Migrants held in overcrowded conditions at a detention center in Tripoli, Libya. CREDIT: AP
Migrants held in overcrowded conditions at a detention center in Tripoli, Libya. CREDIT: AP

At the al-Hamra migrant detention center in Libya, hundreds of migrants and asylum seekers are held in metal-barred, overcrowded shipping containers — — they wait for months, sometimes years in these conditions.

In November 2013, a 33-year-old Eritrean man being held at al-Hamra witnessed what happens when these migrants try to escape. “They caught them,” he told interviewers. “Then they punished all of the detainees in one of the [shipping] containers. I saw it all happen. They took them out, stripped off their shirts, threw water all over them, and then whipped them with rubber on their backs and heads for about half an hour.

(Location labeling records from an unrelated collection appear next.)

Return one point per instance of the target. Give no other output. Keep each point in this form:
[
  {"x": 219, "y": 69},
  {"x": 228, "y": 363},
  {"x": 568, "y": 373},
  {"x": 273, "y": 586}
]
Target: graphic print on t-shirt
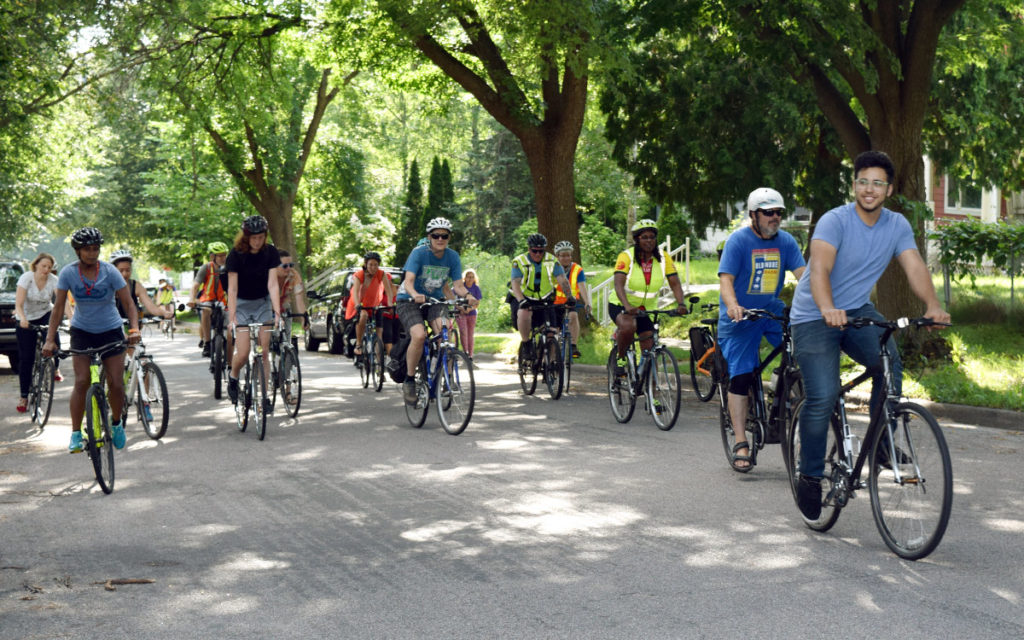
[{"x": 765, "y": 267}]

They were all vomiting because they were in so much pain.”

According to a new Human Rights Watch report released on Sunday, his story isn’t an outlier.

In its April 2014 investigation, HRW visited nine detention centers in Libya and found repeated incidences of guard brutality from suspending detainees upside down from trees and whipping them to beating them with iron rods, sticks and rifle butts. Some report having been burned with cigarettes, kicked and punched in the head and torso, and having to endure electric shocks. One woman revealed guards “told us to take off our clothes, and then put their fingers inside our vaginas.”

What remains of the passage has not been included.